Fasting serum samples were assayed for glucose and were measured on the Roche Hitachi 911 analyzer using the hexokinase method (Roche Diagnostics). Age, sex, race, and ethnicity were self-reported. BMI was calculated as body weight (in kilograms) divided by height (in meters) squared. Medication history over a period of two weeks prior to the visit was verified by review of medication containers that participants brought to the visit.
Genotyping and imputation
Genotyping was performed on the Affymetrix Genome-wide Human SNP Array 6.0. After quality control for minor allele frequency (MAF) ≥0.01, genotype call rate ≥0.95, per-individual missingness rate ≤0.05, and a Hardy-Weinberg equilibrium test p-value >10−6, we retained 800,099 autosomal SNPs. Imputation was performed using the Sanger Imputation Service (https://imputation.sanger.ac.uk/) with the IMPUTE2 software [9] and the 1000 Genomes Project Phase 3 reference panel [10]. The resulting imputed SNPs were filtered for MAF ≥0.01 and info score ≥0.7 [11]. After filtering, 7,896,808 SNPs were retained for association analysis.

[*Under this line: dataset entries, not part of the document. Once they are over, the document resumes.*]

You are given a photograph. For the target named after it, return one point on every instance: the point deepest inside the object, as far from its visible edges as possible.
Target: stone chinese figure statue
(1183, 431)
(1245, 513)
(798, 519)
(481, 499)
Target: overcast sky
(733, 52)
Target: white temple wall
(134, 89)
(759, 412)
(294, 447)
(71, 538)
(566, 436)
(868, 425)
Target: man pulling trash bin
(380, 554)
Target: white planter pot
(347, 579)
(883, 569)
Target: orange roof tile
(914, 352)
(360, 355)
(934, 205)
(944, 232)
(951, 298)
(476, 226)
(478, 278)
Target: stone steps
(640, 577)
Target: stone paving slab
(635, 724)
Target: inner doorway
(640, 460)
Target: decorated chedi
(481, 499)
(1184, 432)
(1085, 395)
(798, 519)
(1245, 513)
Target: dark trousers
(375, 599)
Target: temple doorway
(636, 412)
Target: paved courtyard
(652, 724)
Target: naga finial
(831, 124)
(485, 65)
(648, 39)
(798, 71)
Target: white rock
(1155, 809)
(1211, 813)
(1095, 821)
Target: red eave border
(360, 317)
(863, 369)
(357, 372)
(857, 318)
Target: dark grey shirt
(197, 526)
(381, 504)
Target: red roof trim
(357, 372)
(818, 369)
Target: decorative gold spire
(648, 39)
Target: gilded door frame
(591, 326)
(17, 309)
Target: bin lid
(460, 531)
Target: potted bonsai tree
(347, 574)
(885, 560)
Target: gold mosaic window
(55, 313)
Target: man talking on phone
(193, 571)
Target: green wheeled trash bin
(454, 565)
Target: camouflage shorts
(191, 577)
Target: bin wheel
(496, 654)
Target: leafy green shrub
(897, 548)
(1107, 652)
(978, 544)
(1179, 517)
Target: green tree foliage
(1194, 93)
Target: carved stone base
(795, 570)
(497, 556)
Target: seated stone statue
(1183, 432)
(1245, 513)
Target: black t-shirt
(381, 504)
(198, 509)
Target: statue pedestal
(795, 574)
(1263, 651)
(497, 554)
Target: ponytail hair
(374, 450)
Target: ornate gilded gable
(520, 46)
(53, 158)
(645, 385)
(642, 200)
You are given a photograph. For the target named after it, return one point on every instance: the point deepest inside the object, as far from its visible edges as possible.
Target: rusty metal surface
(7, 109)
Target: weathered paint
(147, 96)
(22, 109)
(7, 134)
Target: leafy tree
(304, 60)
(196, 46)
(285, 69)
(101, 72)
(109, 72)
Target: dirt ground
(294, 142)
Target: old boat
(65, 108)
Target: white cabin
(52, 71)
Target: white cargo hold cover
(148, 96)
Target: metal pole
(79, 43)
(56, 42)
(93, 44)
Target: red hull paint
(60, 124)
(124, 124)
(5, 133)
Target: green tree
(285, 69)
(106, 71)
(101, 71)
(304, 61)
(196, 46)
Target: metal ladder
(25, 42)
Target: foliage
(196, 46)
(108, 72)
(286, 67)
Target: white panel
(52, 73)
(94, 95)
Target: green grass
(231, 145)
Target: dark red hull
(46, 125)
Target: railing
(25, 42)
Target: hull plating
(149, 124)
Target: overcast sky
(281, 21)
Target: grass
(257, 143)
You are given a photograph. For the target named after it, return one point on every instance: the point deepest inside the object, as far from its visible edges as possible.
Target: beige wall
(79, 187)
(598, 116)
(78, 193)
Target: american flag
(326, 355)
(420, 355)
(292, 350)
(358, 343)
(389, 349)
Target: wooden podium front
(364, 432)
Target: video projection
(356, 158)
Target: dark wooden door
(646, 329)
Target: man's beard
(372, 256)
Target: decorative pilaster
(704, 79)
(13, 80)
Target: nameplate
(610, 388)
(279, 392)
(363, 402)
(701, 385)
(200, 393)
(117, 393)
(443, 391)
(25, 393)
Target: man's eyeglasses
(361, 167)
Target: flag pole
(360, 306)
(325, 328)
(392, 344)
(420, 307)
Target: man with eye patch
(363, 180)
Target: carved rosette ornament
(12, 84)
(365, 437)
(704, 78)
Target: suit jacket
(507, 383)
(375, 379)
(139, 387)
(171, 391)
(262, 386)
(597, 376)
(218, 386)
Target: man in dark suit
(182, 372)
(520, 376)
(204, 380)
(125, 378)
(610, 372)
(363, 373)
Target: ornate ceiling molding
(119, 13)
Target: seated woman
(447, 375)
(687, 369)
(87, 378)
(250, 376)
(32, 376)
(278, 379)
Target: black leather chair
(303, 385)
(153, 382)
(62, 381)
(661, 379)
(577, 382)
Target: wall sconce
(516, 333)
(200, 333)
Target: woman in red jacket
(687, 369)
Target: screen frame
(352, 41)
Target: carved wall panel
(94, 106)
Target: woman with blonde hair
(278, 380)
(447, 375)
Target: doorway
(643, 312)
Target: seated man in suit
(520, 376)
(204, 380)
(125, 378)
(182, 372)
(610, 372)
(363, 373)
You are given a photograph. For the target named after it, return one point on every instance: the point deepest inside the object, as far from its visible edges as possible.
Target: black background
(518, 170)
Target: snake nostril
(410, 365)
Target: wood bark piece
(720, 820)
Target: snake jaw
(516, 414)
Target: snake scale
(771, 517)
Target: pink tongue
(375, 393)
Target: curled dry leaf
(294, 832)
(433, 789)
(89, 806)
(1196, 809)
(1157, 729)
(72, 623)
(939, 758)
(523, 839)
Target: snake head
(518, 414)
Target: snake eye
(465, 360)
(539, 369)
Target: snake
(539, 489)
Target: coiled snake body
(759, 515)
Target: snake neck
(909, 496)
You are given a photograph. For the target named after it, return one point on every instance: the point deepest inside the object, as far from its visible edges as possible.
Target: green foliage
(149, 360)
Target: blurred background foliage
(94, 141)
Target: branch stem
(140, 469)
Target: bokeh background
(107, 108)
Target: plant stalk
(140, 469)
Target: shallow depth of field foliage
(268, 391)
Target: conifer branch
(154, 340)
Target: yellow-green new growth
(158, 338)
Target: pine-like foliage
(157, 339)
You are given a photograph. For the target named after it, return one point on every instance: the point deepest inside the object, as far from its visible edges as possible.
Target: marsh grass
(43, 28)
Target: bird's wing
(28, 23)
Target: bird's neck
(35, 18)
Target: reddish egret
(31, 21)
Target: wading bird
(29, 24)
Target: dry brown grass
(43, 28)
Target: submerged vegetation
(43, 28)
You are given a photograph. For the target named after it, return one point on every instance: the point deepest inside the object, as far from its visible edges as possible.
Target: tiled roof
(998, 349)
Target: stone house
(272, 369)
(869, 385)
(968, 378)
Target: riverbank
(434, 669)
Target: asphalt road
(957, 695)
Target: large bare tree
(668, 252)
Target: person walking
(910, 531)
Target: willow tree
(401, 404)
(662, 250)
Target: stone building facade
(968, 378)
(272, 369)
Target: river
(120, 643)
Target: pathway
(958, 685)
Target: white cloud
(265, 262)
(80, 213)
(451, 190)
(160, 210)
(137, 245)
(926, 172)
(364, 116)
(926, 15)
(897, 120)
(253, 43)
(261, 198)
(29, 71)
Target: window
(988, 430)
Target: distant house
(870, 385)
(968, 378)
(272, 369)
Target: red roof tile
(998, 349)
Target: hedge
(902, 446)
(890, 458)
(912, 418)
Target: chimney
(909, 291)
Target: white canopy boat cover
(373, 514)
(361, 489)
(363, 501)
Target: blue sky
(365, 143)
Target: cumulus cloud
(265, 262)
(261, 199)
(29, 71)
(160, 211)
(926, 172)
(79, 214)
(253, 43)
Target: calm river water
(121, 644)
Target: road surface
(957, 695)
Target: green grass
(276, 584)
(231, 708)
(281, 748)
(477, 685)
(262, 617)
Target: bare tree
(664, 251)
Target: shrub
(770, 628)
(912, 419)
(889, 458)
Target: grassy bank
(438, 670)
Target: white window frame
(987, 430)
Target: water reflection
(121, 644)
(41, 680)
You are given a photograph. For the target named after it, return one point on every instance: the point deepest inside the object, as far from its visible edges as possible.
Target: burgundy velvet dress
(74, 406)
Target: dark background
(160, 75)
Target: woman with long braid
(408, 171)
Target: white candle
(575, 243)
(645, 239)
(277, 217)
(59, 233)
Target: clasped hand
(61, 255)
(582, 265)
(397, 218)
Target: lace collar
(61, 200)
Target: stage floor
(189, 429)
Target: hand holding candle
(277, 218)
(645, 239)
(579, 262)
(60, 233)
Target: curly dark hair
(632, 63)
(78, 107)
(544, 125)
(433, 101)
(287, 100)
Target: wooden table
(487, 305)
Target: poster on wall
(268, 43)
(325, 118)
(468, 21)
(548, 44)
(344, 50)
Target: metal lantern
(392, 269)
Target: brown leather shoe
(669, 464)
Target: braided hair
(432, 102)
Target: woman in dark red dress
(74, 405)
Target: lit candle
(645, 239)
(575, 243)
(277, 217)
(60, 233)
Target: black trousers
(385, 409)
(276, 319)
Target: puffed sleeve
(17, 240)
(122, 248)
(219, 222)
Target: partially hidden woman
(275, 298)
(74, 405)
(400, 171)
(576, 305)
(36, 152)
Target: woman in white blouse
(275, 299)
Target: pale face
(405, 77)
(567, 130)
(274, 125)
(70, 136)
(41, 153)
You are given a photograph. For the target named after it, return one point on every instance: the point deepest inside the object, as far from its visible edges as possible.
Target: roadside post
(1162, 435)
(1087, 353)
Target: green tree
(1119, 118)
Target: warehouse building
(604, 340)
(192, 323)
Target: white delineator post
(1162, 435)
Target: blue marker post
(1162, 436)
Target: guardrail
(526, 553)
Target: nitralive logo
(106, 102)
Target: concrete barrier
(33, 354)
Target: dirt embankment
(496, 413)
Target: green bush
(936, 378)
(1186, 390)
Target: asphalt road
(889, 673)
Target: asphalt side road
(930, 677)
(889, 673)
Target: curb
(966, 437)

Coordinates were based on the hg19 build. All alleles are reported with respect to the positive strand.
Association analysis
Fasting glucose levels from the first available measurement were included (S1 Fig). Association analyses were performed using a two-stage linear mixed model and an additive genetic model. In Stage 1, residuals were obtained from a regression of fasting glucose on age, sex, and BMI. The resulting residuals were ranked and inverse normalized. In Stage 2, SNP association was tested by regressing the values from Stage 1 on imputed dosages, adjusted for three significant principal components obtained from the R package SNPRelate (version 1.28.0) [12] as fixed effects and cryptic relatedness as a random effect using the emmax test in EPACTS (version 3.3.0) [13]. The genome-wide significance level α was declared to be 5×10−8. To test for secondary signals, the analysis in Stage 2 was repeated with the inclusion of genome-wide significant SNPs as covariates. R (version 4.0.3) was used in the analyses [14].
Replication analysis
The Multi-Ethnic Study of Atherosclerosis (MESA) [15] and the Framingham Heart Study (FHS) [16] are prospective studies designed to identify risk factors for subclinical atherosclerosis. Individual-level genotype and phenotype data were obtained by authorized access to dbGaP. The China America Diabetes Mellitus (CADM) study is a case-control study of T2D in China [17]. The Africa America Diabetes Mellitus (AADM) study is a case-control study of type 2 diabetes in Africans [18, 19]. The Howard Family University Study (HUFS) is a population-based cross-sectional study of African Americans in Washington, D.C. [20].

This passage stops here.